Sub Sector: Real Estate
The sub-sector that currently is the most expensive (and has the highest valuation risk) is real estate. The price to sales of that sector in the market cap weighted S&P Midcap 400 Index is 5.31. In other words, for every $1 dollar of revenue in the real estate sector you’re paying $5.31. The P/E for the sector in the market cap weighted index is 40.43².
Earnings from properties are typically diluted by depreciation expenses, which cause earnings on paper to become distorted. For the real estate sector especially, it is of our opinion that revenue is a better indicator of valuation than P/E.

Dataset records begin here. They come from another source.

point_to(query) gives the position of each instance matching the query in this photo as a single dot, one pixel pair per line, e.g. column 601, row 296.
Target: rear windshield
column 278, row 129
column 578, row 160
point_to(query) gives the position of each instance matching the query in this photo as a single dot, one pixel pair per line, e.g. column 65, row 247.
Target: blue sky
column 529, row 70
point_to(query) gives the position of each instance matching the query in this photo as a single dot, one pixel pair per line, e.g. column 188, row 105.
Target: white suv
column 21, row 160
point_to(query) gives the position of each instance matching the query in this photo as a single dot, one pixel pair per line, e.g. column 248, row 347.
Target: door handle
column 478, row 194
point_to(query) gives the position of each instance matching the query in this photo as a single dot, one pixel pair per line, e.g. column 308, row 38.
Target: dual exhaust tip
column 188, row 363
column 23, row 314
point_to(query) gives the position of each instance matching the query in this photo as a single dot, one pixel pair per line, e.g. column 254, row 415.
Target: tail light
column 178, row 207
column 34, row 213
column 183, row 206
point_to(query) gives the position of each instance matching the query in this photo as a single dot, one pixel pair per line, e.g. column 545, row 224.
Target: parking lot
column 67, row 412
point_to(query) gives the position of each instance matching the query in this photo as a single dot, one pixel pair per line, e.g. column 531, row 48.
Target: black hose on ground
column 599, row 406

As of 6/30/14, the RevenueShares Mid Cap Index is weighted 2.11% in real estate , while the S&P Midcap 400 is 9.13% in real estate. That’s almost a 7% reduction in exposure. The question we ask is, would you buy a stock for your client if it was trading at a 5.31 P/S and a 40.43 P/E? Maybe, but it better have a great story!